Epicentre, Médecins Sans Frontières, Paris, France.
OCP, Médecins Sans Frontières, Nairobi, Kenya.
J Acquir Immune Defic Syndr. 2021 Jul 1;87(3):883-888. doi: 10.1097/QAI.0000000000002689.
Patients hospitalized with advanced HIV have a high mortality risk. We assessed viremia and drug resistance among differentiated care services and explored whether expediting the switching of failing treatments may be justified.
Hospitals in the Democratic Republic of (DRC) Congo (HIV hospital) and Kenya (general hospital including HIV care).
Viral load (VL) testing and drug resistance (DR) genotyping were conducted for HIV inpatients ≥15 years, on first-line antiretroviral therapy (ART) for ≥6 months, and CD4 ≤350 cells/µL. Dual-class DR was defined as low-, intermediate-, or high-level DR to at least 1 nucleoside reverse transcriptase inhibitor and 1 non-nucleoside reverse transcriptase inhibitor.

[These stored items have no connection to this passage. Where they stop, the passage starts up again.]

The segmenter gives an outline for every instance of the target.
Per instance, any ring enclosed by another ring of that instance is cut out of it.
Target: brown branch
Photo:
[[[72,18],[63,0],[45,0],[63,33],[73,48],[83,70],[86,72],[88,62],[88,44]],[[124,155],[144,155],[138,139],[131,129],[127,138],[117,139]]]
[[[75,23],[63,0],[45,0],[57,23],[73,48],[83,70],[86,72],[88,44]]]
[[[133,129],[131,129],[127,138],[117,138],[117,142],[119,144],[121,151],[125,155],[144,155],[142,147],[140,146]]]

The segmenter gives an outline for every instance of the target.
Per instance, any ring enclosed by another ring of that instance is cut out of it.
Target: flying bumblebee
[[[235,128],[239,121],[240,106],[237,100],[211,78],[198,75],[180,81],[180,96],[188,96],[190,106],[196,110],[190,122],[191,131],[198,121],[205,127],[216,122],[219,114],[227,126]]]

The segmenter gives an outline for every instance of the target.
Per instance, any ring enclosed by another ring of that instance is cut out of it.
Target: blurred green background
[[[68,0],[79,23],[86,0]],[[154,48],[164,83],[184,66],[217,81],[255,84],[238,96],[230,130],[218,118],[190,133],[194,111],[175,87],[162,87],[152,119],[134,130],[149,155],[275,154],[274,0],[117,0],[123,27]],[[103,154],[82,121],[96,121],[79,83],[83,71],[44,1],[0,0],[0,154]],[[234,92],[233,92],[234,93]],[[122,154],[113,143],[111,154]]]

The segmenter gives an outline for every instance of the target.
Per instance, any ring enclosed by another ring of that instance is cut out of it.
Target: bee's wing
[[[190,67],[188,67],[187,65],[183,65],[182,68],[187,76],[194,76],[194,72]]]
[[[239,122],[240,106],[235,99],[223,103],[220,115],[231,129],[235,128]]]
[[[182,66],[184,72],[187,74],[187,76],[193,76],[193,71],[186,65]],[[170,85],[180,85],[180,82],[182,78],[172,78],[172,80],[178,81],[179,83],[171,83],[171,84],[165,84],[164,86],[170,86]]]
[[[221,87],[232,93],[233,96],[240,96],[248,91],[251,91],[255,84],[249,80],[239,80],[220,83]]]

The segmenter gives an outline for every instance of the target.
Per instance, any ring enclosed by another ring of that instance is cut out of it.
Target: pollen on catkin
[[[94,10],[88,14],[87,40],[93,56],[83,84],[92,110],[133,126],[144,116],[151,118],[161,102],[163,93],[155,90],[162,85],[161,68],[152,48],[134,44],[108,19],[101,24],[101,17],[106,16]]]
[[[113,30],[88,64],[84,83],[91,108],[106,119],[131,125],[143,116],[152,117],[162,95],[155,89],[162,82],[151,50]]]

ART regimens were considered ineffective if dual-class DR was detected at viral failure (VL ≥1000 copies/mL).
Among 305 inpatients, 36.7% (Kenya) and 71.2% (DRC) had VL ≥1000 copies/mL, of which 72.9% and 73.7% had dual-class DR. Among viral failures on tenofovir disoproxil fumarate (TDF)-based regimens, 56.1% had TDF-DR and 29.8% zidovudine (AZT)-DR; on AZT regimens, 71.4% had AZT-DR and 61.9% TDF-DR, respectively. Treatment interruptions (≥48 hours during past 6 months) were reported by 41.7% (Kenya) and 56.7% (DRC). Approximately 56.2% (Kenya) and 47.4% (DRC) on TDF regimens had tenofovir diphosphate concentrations <1250 fmol/punch (suboptimal adherence). Among viral failures with CD4 <100 cells/µL, 76.0% (Kenya) and 84.6% (DRC) were on ineffective regimens.

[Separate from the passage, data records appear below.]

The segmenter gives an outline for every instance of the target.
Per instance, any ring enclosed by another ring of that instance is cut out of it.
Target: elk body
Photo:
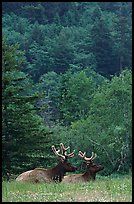
[[[84,163],[86,164],[86,172],[84,174],[72,174],[65,176],[63,181],[64,183],[77,183],[77,182],[89,182],[90,180],[95,180],[96,173],[103,170],[104,167],[101,165],[96,165],[93,163],[93,160],[96,157],[96,154],[92,153],[90,158],[85,156],[86,152],[82,153],[79,151],[79,156],[84,159]]]
[[[64,145],[60,144],[62,154],[59,154],[60,150],[56,150],[54,145],[52,146],[52,150],[56,156],[59,158],[59,163],[57,166],[44,169],[44,168],[35,168],[30,171],[26,171],[20,174],[16,181],[24,181],[24,182],[61,182],[66,172],[74,172],[76,167],[69,163],[67,160],[74,156],[74,151],[70,154],[66,154],[66,151],[70,148],[65,148]]]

Many hospitalized, ART-experienced patients with advanced HIV were on an ineffective first-line regimen. Addressing ART failure promptly should be integrated into advanced disease care packages for this group. Switching to effective second-line medications should be considered after a single high VL on non-nucleoside reverse transcriptase inhibitor-based first-line if CD4 ≤350 cells/µL or, when VL is unavailable, among patients with CD4 ≤100 cells/µL.

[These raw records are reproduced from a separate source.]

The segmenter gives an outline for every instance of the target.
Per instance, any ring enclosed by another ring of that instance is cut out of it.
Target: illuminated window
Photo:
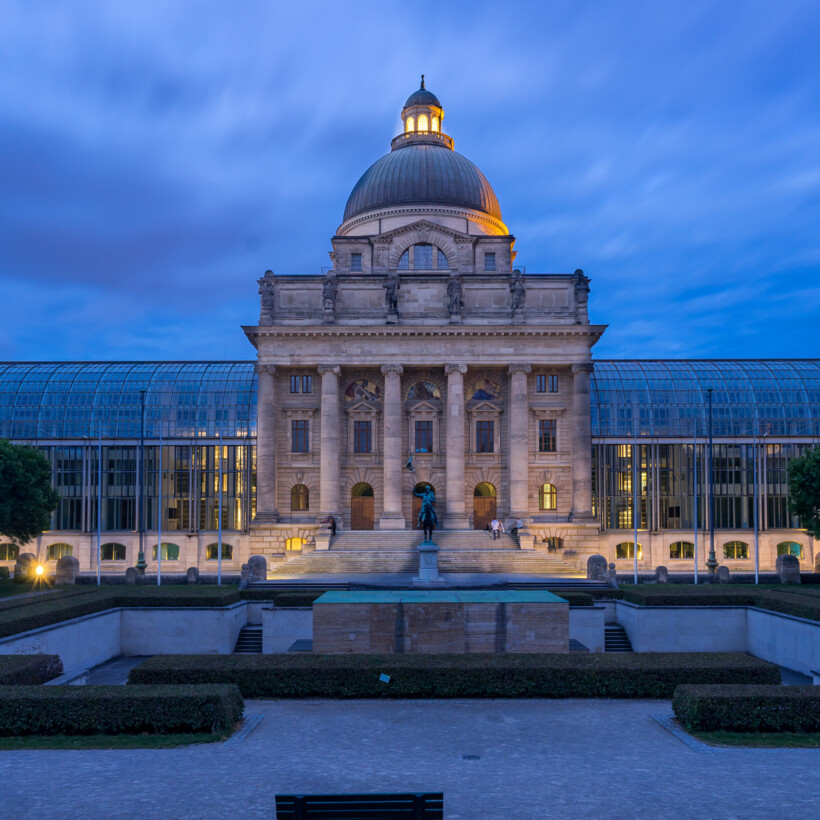
[[[407,270],[410,267],[410,250],[406,250],[399,259],[399,270]]]
[[[803,547],[797,541],[781,541],[777,545],[778,555],[796,555],[798,558],[803,557]]]
[[[538,452],[554,453],[558,449],[558,422],[538,419]]]
[[[550,393],[558,392],[558,376],[550,376]]]
[[[369,421],[353,422],[353,452],[369,453],[373,443],[373,425]]]
[[[362,269],[362,255],[360,253],[350,254],[350,270],[361,271]]]
[[[438,133],[438,117],[433,117],[433,124],[430,130]]]
[[[416,123],[415,123],[415,121],[413,120],[413,118],[412,118],[412,117],[408,117],[408,118],[404,121],[404,130],[405,130],[405,131],[407,131],[407,133],[408,133],[408,134],[409,134],[411,131],[415,131],[415,130],[416,130]]]
[[[296,512],[310,509],[310,490],[304,484],[294,484],[291,488],[290,508]]]
[[[428,129],[427,115],[426,114],[420,114],[419,115],[419,131],[427,131],[427,129]]]
[[[484,270],[495,270],[495,254],[484,254]]]
[[[302,376],[302,392],[313,392],[313,376]]]
[[[433,246],[416,245],[413,249],[413,267],[416,270],[433,269]]]
[[[179,545],[178,544],[166,544],[163,542],[160,544],[162,547],[162,560],[163,561],[179,561]],[[157,560],[157,545],[154,544],[154,550],[151,553],[151,560]]]
[[[540,374],[540,373],[535,377],[535,392],[536,393],[546,393],[547,392],[547,377]]]
[[[299,392],[299,377],[298,376],[291,376],[290,377],[290,392],[291,393],[298,393]]]
[[[694,558],[695,545],[690,541],[675,541],[669,545],[670,558]]]
[[[558,509],[558,491],[554,484],[542,484],[538,491],[538,507],[542,510]]]
[[[417,421],[416,422],[416,452],[417,453],[432,453],[433,452],[433,422],[432,421]]]
[[[544,543],[547,545],[547,549],[550,552],[556,552],[557,550],[564,549],[564,539],[559,538],[557,535],[548,535],[544,538]]]
[[[125,544],[103,544],[100,547],[101,561],[124,561],[125,560]]]
[[[302,544],[304,543],[304,538],[288,538],[288,540],[285,541],[285,549],[289,552],[293,552],[294,550],[300,550],[302,549]]]
[[[0,561],[16,561],[20,548],[15,544],[0,544]]]
[[[728,541],[723,545],[724,558],[748,558],[749,545],[745,541]]]
[[[230,544],[222,545],[222,560],[230,561],[233,558],[233,547]],[[219,544],[208,544],[205,547],[205,560],[218,561],[219,560]]]
[[[73,547],[71,544],[49,544],[46,550],[46,560],[56,561],[58,558],[64,558],[66,555],[71,555]]]
[[[450,265],[447,262],[447,257],[444,255],[444,251],[441,248],[436,248],[438,251],[438,269],[439,270],[450,270]]]
[[[495,422],[477,421],[475,423],[475,451],[492,453],[495,450]]]
[[[308,453],[310,422],[307,419],[293,419],[290,423],[290,451]]]
[[[634,558],[635,557],[635,542],[622,541],[615,547],[616,558]],[[643,558],[643,547],[638,544],[638,558]]]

患有晚期 HIV 的住院患者死亡率较高。我们评估了差异化护理服务中的病毒载量和耐药性,并探讨了加快失败治疗的转换是否合理。
刚果民主共和国(HIV 医院)和肯尼亚(包括 HIV 护理的综合医院)的医院。
对≥15 岁、接受一线抗逆转录病毒治疗(ART)≥6 个月且 CD4 ≤350 个细胞/µL 的住院 HIV 患者进行病毒载量(VL)检测和耐药性(DR)基因分型。双耐药定义为至少对 1 种核苷逆转录酶抑制剂和 1 种非核苷逆转录酶抑制剂存在低、中或高水平耐药。如果在病毒失败时(VL≥1000 拷贝/mL)检测到双耐药,则认为 ART 方案无效。
在 305 名住院患者中,36.7%(肯尼亚)和 71.2%(刚果民主共和国)的 VL≥1000 拷贝/mL,其中 72.9%和 73.7%有双耐药。在基于替诺福韦二吡呋酯(TDF)的方案中,56.1%的病毒失败患者有 TDF 耐药,29.8%有齐多夫定(AZT)耐药;在 AZT 方案中,分别有 71.4%和 61.9%的患者有 AZT 耐药和 TDF 耐药。过去 6 个月中有 41.7%(肯尼亚)和 56.7%(刚果民主共和国)的患者报告有治疗中断(≥48 小时)。在 TDF 方案中,约 56.2%(肯尼亚)和 47.4%(刚果民主共和国)的患者替诺福韦二磷酸浓度<1250 fmol/打孔(药物依从性不佳)。在 CD4 <100 个细胞/µL 的病毒失败患者中,76.0%(肯尼亚)和 84.6%(刚果民主共和国)的患者正在使用无效方案。
许多患有晚期 HIV 的住院、有 ART 治疗经验的患者正在使用无效的一线方案。对于这一人群,应将及时解决 ART 失败问题纳入晚期疾病护理方案中。如果 CD4≤350 个细胞/µL,或在无法获得病毒载量时,如果 CD4≤100 个细胞/µL,在基于非核苷逆转录酶抑制剂的一线方案单次高病毒载量后,应考虑更换有效的二线药物。